Like most racially motivated killings, this one was fueled by suspicion, hatred, fear, envy, and lies. Torreón was a flourishing town with a railroad track, and control of the city was key to the rail connection to the United States. Some Mexicans complained that the Chinese were taking over jobs or causing a decline in wages; others were envious of the economic success of the Chinese community.

Between May 13 and 15, 1911, the revolutionary troops seized control of the city from the army of Díaz and once in the city, they assassinated many of the inhabitants of Chinese origin, although some managed to hide or were rescued by other residents of the locality.

The victorious revolutionary government of President Francisco I. Madero agreed to pay compensation for the massacre, but Madero himself was overthrown in 1913 and the payment was never made.

“It is during the most turbulent moments in history when they turn into events with fatal results and genocidal consequences,” said the governor of Coahuila, Miguel Ángel Riquelme.

López Obrador, who generally praises the revolutionary movement of 1910-1917, noted that the movement also expressed anti-Chinese sentiments.

Historian Monica Cinco Basurto explained that the massacre was not the only demonstration against the Chinese in Mexico. The looting of Chinese-owned businesses and the expulsion or forced departure of Chinese – usually without recognizing whether Mexican citizenship or that of their children or wives – spread throughout Mexico until the 1930s.

At the apology ceremony, López Obrador was accompanied by Chinese Ambassador Zhu Qingqiao.

Mexico has relied on Chinese brands for approximately 10.5 million of the 29.1 million doses of the COVID-19 vaccine it has received to date, or nearly 36% of all injections. Zhu said the vaccines and medical equipment from China “has left a strong mark on the history of relations between our two countries.”

As in the United States, acts of racism against the Asian population have been an unpleasant affair in the history of Mexico. In fact, many Chinese came to Mexican territory when they were unable to enter the United States.

In the United States, the Chinese Exclusion Act of 1882 was designed to prevent Chinese-American workers from entering the country as a result of widespread xenophobia. That law made immigration of Chinese workers to the United States illegal and limited the Chinese population in the country for more than 60 years.

It is part of a series of apologies offered by the Mexican president for injustices committed in the past.

In early May, López Obrador apologized to the indigenous Mayan group that lives in southeastern Mexico, mainly in the Yucatan peninsula.

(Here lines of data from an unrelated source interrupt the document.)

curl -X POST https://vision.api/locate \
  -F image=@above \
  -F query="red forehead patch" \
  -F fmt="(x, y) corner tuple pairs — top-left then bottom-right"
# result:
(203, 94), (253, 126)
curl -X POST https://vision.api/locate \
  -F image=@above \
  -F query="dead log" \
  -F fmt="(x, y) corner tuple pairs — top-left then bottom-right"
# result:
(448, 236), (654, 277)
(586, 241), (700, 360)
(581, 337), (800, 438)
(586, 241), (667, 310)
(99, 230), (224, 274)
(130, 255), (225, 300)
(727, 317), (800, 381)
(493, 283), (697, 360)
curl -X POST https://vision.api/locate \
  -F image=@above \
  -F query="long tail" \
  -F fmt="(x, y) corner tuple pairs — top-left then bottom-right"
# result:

During the 1800s, the Mayans were forced to work in conditions similar to those of servants on sisal plantations. Sisal and henequen are fibers used in the manufacture of ropes. Some were tricked into slavery in sugar cane fields in Cuba.

Fed up with tribulation and exploitation, the Maya rebelled from 1847 to 1901 against the Mexican colonizers and the government in a period known as “The War of the Castes.” The rebellion was brutally silenced by government troops.

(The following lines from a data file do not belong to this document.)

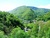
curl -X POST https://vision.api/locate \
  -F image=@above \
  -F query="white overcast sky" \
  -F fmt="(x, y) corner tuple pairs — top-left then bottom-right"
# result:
(0, 0), (50, 11)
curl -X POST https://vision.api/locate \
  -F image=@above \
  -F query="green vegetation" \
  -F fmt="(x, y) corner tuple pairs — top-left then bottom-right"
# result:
(0, 6), (50, 38)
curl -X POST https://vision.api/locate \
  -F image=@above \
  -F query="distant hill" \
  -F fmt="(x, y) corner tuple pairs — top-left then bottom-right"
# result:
(10, 6), (50, 20)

López Obrador said he plans to offer a similar apology to the indigenous Yaqui group in the northern state of Sonora.

Perhaps best known abroad for the mystical and visionary powers attributed to them by the writer Carlos Castaneda, the Yaquis doggedly faced the brutal campaign of the Mexican government to eradicate the tribe in the late 1800s and early 1900s.

Nonetheless, they were mostly defeated by 1900, and Díaz began moving them from their fertile farmlands to less valuable territories or virtual slavery on estates as far away as the state of Yucatán.